Music / Bonnie Raitt
"I think people must wonder how a white girl like me became a blues guitarist..."

At the age of twenty, Bonnie Raitt (born November 8, 1949), the daughter of famed musical theatre actor John Raitt, put a career in the political arena on hold to tour with The Rolling Stones and never looked back.

The Grammy-winning guitar player and vocalist has been a fixture in the music industry since the early 70's, releasing critically acclaimed (if not terribly commercially successful) albums throughout that decade and into the next before a cold streak in the mid eighties threatened to derail her career for good. The self-styled comeback effort Nick Of Time did all that and more, not only regaining her critical standing but setting the stage for a run as one of the most popular acts of the next decade. The 1991 follow-up, Luck Of The Draw featured her two most famous songs, Something To Talk About and I Can't Make You Love Me.

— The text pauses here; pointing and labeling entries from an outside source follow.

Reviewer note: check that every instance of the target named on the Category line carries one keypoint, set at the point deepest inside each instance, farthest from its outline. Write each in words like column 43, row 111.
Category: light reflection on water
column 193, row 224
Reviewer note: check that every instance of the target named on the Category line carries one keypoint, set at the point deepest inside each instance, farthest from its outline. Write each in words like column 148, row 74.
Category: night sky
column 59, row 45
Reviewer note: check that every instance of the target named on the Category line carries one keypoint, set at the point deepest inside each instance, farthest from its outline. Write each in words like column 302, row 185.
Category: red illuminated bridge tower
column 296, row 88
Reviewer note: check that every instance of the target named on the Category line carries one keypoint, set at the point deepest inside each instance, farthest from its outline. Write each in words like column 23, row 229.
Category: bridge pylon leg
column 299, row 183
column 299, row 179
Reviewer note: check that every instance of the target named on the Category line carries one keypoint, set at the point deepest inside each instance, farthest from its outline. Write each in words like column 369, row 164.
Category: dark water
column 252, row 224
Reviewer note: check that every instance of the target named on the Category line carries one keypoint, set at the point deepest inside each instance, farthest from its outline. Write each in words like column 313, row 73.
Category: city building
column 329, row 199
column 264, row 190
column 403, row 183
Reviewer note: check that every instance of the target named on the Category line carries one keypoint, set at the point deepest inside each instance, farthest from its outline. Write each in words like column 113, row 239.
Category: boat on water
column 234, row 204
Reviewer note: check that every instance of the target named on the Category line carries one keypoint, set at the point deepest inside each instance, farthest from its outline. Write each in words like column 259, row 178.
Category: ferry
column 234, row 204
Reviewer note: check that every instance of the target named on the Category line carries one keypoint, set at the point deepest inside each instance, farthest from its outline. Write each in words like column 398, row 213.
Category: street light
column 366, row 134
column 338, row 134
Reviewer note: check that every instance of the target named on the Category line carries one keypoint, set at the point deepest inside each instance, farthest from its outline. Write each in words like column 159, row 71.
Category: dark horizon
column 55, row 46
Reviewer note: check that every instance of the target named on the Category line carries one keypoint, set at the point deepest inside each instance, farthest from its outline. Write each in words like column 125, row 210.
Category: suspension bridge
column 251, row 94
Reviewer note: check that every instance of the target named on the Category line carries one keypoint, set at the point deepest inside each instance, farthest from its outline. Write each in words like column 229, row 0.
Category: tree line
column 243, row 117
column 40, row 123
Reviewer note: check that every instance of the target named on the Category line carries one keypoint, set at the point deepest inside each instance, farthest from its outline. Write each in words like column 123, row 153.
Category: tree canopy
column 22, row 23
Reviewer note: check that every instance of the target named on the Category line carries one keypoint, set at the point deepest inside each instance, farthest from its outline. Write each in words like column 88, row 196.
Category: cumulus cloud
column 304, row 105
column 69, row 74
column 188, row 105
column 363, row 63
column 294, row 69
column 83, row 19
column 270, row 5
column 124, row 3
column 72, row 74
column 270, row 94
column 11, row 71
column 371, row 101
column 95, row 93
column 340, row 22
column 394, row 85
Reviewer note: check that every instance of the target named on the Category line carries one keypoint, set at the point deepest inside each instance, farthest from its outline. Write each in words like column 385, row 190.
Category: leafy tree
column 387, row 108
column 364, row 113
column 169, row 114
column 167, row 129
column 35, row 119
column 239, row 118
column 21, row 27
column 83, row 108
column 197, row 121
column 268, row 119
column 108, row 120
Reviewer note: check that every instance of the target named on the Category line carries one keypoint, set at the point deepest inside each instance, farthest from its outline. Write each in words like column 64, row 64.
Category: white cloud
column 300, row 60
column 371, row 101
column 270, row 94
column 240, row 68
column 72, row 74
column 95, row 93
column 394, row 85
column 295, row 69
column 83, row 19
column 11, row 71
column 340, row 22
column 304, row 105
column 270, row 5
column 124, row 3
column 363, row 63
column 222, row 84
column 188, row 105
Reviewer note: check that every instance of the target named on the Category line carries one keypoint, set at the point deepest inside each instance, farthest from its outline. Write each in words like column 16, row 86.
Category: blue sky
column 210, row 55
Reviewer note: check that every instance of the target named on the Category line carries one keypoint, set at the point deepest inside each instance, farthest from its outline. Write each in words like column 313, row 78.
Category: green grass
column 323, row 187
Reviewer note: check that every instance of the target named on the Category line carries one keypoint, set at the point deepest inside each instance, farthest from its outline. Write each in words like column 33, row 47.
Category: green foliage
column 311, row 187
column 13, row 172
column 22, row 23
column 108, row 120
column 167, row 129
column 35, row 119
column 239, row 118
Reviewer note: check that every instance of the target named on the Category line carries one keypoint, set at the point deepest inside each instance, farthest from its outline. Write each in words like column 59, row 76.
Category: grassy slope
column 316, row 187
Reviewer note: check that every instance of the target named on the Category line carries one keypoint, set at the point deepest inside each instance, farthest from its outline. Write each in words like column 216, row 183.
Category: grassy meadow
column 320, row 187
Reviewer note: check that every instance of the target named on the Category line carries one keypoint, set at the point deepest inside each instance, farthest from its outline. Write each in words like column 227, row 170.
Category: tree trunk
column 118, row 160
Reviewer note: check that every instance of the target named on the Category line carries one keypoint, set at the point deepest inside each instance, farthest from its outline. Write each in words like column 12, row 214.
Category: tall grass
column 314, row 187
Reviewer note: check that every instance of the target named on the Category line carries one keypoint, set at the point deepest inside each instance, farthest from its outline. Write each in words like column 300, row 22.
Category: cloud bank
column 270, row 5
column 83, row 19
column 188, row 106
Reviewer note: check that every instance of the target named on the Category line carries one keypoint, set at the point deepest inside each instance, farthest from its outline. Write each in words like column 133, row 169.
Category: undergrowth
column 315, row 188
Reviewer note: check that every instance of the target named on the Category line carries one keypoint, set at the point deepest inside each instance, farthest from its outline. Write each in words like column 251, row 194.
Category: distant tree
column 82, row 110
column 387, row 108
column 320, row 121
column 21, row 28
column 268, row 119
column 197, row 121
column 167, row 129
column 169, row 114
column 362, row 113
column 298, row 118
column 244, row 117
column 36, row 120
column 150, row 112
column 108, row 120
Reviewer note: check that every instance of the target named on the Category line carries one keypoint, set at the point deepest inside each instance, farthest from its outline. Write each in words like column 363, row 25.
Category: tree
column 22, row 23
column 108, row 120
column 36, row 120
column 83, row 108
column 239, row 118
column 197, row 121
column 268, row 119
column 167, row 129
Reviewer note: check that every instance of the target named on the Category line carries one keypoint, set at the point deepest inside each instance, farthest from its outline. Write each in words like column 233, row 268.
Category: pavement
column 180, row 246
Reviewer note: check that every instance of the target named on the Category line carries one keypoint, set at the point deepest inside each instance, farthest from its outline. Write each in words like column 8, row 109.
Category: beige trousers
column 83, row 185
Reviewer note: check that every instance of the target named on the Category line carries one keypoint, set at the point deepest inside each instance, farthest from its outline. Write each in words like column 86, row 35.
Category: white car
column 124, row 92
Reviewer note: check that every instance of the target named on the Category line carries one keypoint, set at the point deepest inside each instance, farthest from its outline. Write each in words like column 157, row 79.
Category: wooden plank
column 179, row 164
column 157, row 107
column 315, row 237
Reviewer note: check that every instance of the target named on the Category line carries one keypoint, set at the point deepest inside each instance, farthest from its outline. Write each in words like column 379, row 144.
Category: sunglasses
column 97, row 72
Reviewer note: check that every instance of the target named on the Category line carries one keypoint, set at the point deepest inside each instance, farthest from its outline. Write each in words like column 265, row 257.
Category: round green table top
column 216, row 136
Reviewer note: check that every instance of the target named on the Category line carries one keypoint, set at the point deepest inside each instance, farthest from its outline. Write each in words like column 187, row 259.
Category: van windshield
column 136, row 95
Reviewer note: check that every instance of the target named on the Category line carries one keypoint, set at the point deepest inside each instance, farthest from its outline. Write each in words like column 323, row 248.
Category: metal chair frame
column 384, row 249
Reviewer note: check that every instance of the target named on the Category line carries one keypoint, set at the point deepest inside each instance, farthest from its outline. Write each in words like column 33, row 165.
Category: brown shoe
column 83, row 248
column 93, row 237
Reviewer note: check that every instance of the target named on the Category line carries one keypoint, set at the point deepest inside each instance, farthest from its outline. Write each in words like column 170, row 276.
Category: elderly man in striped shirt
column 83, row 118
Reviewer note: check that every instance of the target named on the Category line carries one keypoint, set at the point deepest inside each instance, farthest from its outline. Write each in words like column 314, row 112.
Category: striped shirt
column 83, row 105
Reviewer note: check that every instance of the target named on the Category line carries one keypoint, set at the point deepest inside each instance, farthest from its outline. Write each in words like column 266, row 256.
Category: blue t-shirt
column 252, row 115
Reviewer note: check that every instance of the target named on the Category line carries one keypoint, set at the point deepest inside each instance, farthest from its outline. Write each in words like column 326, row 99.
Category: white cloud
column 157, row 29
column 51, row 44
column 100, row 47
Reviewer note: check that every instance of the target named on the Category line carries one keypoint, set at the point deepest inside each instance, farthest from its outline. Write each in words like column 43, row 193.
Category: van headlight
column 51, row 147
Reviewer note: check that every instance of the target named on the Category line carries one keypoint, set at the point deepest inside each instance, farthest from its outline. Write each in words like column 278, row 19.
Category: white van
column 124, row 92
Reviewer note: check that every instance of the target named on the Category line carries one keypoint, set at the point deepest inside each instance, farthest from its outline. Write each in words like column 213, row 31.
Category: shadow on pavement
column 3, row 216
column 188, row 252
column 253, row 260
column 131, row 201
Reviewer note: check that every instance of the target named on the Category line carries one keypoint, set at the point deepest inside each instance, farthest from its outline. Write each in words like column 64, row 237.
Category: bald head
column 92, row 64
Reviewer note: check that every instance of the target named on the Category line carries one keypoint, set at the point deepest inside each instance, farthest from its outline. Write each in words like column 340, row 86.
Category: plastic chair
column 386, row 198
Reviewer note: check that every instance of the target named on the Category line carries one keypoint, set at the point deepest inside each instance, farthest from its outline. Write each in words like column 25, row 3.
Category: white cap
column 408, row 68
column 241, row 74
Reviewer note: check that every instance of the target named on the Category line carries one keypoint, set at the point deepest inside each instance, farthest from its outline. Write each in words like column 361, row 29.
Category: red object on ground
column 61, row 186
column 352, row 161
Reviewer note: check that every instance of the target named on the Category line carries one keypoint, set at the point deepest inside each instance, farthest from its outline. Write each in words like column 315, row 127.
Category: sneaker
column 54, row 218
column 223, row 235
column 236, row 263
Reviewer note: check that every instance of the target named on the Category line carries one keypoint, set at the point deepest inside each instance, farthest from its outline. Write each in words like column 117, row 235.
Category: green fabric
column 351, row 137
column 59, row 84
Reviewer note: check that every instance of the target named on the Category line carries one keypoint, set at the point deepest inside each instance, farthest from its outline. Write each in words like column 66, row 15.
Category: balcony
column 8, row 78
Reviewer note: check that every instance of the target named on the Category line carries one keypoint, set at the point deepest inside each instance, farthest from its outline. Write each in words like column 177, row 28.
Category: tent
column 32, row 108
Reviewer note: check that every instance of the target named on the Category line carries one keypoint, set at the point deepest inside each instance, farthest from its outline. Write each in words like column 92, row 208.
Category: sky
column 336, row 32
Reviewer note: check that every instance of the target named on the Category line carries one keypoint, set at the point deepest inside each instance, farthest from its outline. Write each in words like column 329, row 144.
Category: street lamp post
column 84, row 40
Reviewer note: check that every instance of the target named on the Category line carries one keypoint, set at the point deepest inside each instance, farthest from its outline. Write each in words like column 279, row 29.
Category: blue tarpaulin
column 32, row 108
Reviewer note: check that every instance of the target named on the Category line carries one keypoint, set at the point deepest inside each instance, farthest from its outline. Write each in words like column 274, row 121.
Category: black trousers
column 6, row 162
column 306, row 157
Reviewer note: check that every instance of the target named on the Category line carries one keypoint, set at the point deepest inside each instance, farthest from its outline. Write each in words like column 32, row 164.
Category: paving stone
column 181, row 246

Rolling Stone readers voted her to their lists of the greatest singers (50th) and guitarists (89th) of all time.

Discography (get ready for a Long List):

Let's give 'em something to talk about - how about tropes, tropes, tropes?

  • Ace Custom: Raitt is the only female guitarist with a signature series Stratocaster to her name. Her tour guitar (pictured) is also a custom model, bought secondhand early in her career.
  • Breakup Song: "I Can't Make You Love Me", fittingly one of Adele's recurring covers.
  • The Cameo: Bonnie briefly appears in The Country Bears.
  • Cool Old Lady: Even in her sixties, she's still a major concert draw whose albums debut in the top ten.
  • Cover Version: While Raitt has found success as a songwriter, she's primarily an interpretive artist who can remake anything from 1920s Sippie Wallace numbers to New Wave Music in her folk-blues style.
  • Determinator: "I Will Not Be Denied"
  • Distinct Double Album: Slipstream is a downplayed version - half the album was recorded with Joe Henry's session players and the other half recorded with her touring band.
  • Everyone Can See It: "Something To Talk About"
  • Everything Is an Instrument: "Nick Of Time" features a miked sandbag for its "heartbeat" percussion.
  • I Call It "Vera": The creatively-named brown touring guitar, "Brownie".
  • Intercourse with You: Raitt was prone to these often during her early career. "Love Me Like A Man" is probably the clearest example.
    They all want me to rock them/Like my back ain't got no bone/I want a man to rock me/Like my back bone was his own/Darlin', I know you can..
  • I Want My Beloved to Be Happy: "I Can't Make You Love Me", again.
  • Live Album: Road Tested and the Decades Rock Live appearance.
  • Metaphor is My Middle Name: "The Road's My Middle Name"
  • Self-Titled Album
  • Skunk Stripe
  • Something Blues: "Walking Blues"
  • Something Completely Different: Wah She Go Do is a calypso number on a blues album.
  • Spiritual Successor: For a time, Susan Tedeschi was billed as Raitt's spiritual successor - similarly a white female blues vocalist/guitarist with pop leanings - but Tedeschi has since moved to fronting the massive Tedeschi Trunks Band, embracing more of a southern rock sound in the process.